An Innate Move or An Ambitious—Externally Motivated Choice?
Tayyaba Zahid & Iona Yû
Natural or Not Malia Obama stuns all at Sundance Film Festival having adopted Malia Ann as her official signature.
In America, a name can be both crown and cage. It can open doors gilded with opportunity—or lock an individual into expectations not their own. Few names in recent history have carried as much moral weight as Obama. And yet, Malia Obama, the 26-year-old eldest daughter of the former President and First Lady, has chosen to set that name aside.
As henceforth she will, for her creative endeavours and beyond, go by Malia Ann.
The revelation, delivered by Michelle Obama in a candid moment on the Sibling Revelry podcast, was striking for its intimacy.
“It is very important for my kids to feel like they’ve earned what they are getting in the world,” Michelle explained. “They don’t want people to assume that they don’t work hard, that they’re just naturally just handed things. They’re very sensitive to that.”
The move forces us to ask: Is this an innate act of self-definition—an artist carving her own path from within? Or an ambitious act shaped by the relentless gaze of the world outside, where whispers of nepotism can be an unbearable thought for certain children of privilege?
Her self remodelling became particularly newsworthy after Malia Ann, debuted her short film, “The Heart,” at the 2024 Sundance Film Festival. The 18-minute film, which she wrote and directed, tells the story of a grieving son dealing with an unusual request from his deceased mother. It previously screened at Telluride and the Chicago International Film Festival, where it received recognition.

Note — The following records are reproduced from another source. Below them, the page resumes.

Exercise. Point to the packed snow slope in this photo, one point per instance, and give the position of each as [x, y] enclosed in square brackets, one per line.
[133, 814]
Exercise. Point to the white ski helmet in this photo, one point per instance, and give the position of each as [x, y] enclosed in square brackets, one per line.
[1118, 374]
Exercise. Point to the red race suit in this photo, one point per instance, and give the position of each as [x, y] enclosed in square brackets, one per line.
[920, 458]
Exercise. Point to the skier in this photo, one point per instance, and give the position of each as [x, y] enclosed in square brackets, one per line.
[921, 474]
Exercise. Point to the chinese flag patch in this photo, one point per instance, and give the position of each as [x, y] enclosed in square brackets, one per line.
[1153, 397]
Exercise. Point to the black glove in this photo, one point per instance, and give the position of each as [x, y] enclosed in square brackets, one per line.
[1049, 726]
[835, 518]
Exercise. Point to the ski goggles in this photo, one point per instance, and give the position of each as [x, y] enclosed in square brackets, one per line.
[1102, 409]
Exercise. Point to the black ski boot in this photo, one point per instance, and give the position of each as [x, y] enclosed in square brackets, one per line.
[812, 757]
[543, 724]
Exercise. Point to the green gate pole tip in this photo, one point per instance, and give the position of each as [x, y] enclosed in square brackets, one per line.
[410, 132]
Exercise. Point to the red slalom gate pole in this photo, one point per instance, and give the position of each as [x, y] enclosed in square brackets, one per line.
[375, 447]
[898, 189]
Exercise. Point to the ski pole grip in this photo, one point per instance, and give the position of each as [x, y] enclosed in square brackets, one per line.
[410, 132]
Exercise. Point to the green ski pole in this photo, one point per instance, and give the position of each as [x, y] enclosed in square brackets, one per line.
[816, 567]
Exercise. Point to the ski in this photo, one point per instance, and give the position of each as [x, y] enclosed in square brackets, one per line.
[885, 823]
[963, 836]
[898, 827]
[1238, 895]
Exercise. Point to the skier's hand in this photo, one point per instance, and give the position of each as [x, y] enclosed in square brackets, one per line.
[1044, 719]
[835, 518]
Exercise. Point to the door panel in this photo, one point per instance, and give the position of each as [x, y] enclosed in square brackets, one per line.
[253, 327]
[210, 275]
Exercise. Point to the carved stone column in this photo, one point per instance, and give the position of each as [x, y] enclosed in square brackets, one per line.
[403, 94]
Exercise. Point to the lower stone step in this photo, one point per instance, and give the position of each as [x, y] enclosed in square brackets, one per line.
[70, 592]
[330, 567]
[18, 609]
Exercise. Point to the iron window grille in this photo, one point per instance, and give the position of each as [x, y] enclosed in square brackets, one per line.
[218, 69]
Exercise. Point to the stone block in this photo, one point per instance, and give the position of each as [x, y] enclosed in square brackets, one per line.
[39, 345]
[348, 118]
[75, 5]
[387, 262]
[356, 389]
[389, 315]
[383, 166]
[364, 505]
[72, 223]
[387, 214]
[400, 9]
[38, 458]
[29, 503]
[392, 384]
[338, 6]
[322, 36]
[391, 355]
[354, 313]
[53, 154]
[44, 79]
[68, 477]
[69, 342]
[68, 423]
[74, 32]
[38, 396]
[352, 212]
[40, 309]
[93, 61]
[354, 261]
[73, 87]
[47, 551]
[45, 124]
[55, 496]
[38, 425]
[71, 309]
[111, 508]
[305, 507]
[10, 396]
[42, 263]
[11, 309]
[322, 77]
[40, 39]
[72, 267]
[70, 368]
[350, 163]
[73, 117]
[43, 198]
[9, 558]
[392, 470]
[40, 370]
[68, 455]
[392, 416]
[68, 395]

Glimpsing the spirit of Malia Ann, with her muse-like poise at The Sundance Film Festival, one almost imagines that had the devilish Maria Orsic and her once upon a time Vril visionaries beheld such a woman, they might have turned their gaze from darkness toward the good and history itself might have tilted toward the good. We don’t know where her will will take her, but it will fill a space somewhere. The only question is how many studios, how many screens how many minds?